Главные герои повестей — составляют коллективный портрет своего времени. Преображенский и Персиков разделяют идею всесилия науки и богоподобной миссии ученого. Швондер и Рокк проповедуют неизбежность «золотого века», который для одного связан с идеей всеобщего социального равенства, а для другого с утопической мечтой о всевластии человека над природой. Шариков и Коротков, не способные к самостоятельной интеллектуальной деятельности, воспроизводят стереотипы массового сознания. Антагонисты также взаимодополняют друг друга. Это подтверждается выбором единой жанровой модели театрального действа, центральными исполнителями которого автор делает Преображенского, Персикова, Рокка, — мистерии.

Шариков и Коротков при всей кажущейся парадоксальности подобного сравнения типологически близки. И тот и другой — жертва чужих насильственных действий, персонажи навязываемых им спектаклей. Глубинное родство образов объясняет наличие «клоунской» составляющей в их структуре. В Шарикове — Петрушечной «модели», в Короткове — белого клоуна. И Петрушка, и белый клоун произошли из одной маски — Пьеро, что доказывает глубинное родство столь различных персонажей, как Шариков и Коротков.

В структуре образов заложена театрально-карнавальная составляющая: Преображенский и Персиков являют маску Доктора, Швондер и Рокк — Шута, Шариков и Коротков — Пьеро. Таким образом, герои трех повестей разбиты на пары двойников, в каждой паре оба персонажа генетически восходят к единому мифологическому образу, разделенному на два и подвергнутому некоторой корректировке в зависимости от логики конкретного сюжета.

Объединяет повести главная метафора, найденная писателем для характеристики современном действительности, — «балаган». Обыгранная на всех уровнях поэтики, она определила принципы театрализации прозы «Московский повестей».

Каждая повесть структурирована по образцу спектакля народного театра: «Дьяволиада» — цирка, «Роковые яйца» — райка, «Собачье сердце» — вертепа. Все эти народный представления разыгрывались в балагане. Выбранные модели народных представлений делают развернутой метафору балагана.
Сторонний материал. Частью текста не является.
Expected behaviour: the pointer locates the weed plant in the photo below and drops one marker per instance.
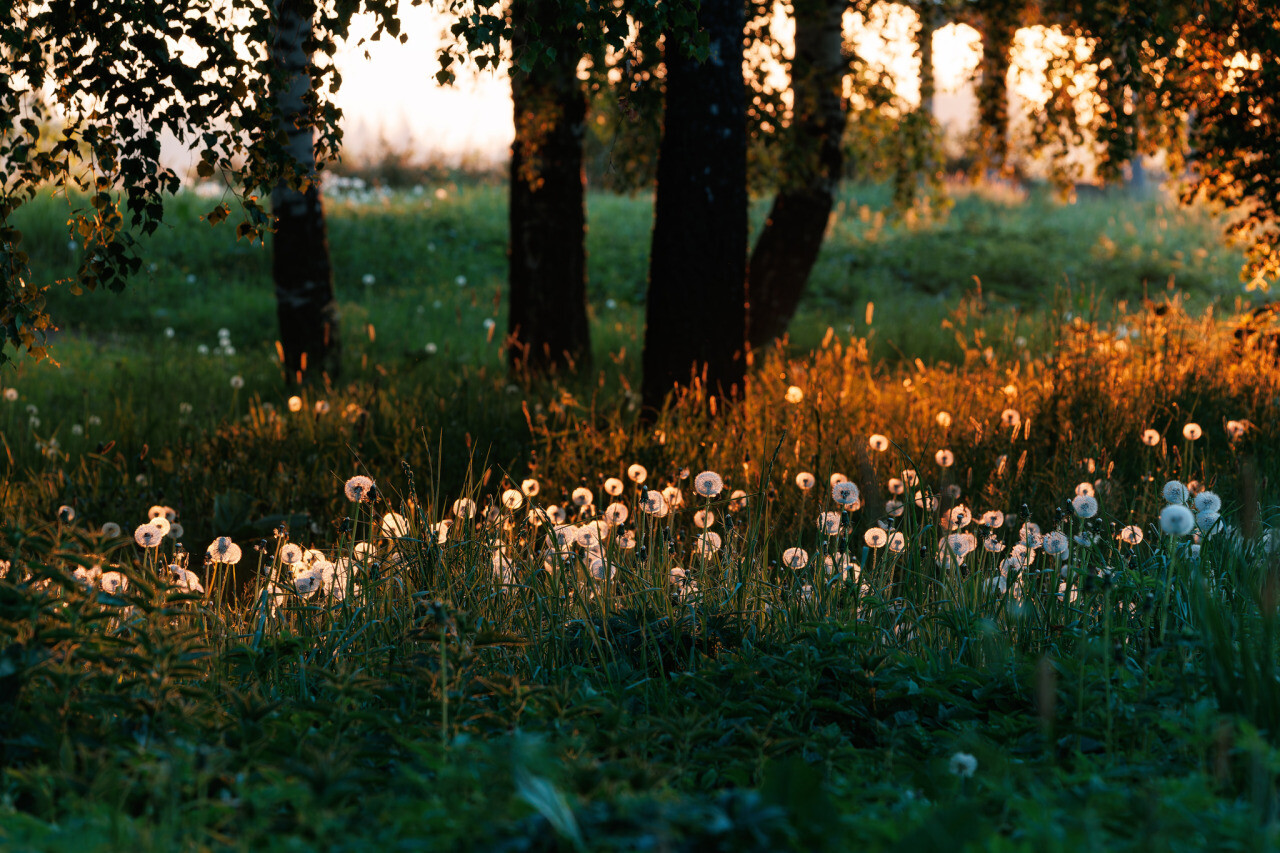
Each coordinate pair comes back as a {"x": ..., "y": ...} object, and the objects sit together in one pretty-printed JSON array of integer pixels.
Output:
[{"x": 1019, "y": 594}]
Финалы повестей открытые: не устранены причины социальных и нравственных конфликтов ни в «Дьяволиаде», ни в «Роковых яйцах», ни в «Собачьем сердце». Так и балаганное представление, завершившись, вскоре возобновлялось для новых зрителей. Таким образом, открытые финалы повестей — один из способов стилизации повествования под поэтику балаганных представлений.

Использование одного образа-символа объясняет стилистическое единство повестей, например, употребление однотипных художественных приёмов для создания портретных и речевых характеристик героев.

В облике комических героев автор использует детали, являющиеся в его стилистике универсальными для «маркировки» маски клоуна: вызывающе яркого цвета нелепый костюм, непропорциональная фигура, «знаковые» элементы портрета — красный нос, всклокоченные волосы, маленькие глазки, бледное лицо, тонкий голос и так далее. Заимствованные из арсенала карнавально-театральных средств характеристики образа, эти детали создают эффект мгновенного узнавания читателем характера героев и выявляют основной «код», необходимый для «раскодирования» булгаковских текстов.

Специфика ярмарочного спектакля заключалась в отсутствии жесткой границы между зрителем и автором, зрителем и исполнителем. Зритель зачастую становился активным действующим лицом балаганного представления. И даже за стенами досчатого «храма искусств» продолжалось комическое действо: публика, наполнявшая ярмарочную площадь, включалась в игру-диалог с зазывалами — балаганными дедами. Позиция Булгакова в повестях может быть названа «ролевой»: художник словно надевает маску автора балаганного спектакля, а зрителю отводит роль сотворца, готового включаться в игру, где издавна знаком сюжет.

Мышление Булгакова архетипично. Историко-культурный архетип «жизнь-театр, люди в нем — актеры» имеет у Булгакова тот же смысл, что у романтиков и модернистов: в игровом восприятии жизни и её театрализации человек реализует свой творческий потенциал. Так трактуется тема художника и актера в «Последних днях», «Жизни господина де Мольера», «Мастере и Маргарите» и других полотнах. Современность заставляет писателя переосмыслить архетип следующим образом: «Жизнь — балаган, люди в нем — марионетки, циркачи, клоуны». Это не весело, а глубоко драматично и свидетельствует о несовершенстве мира.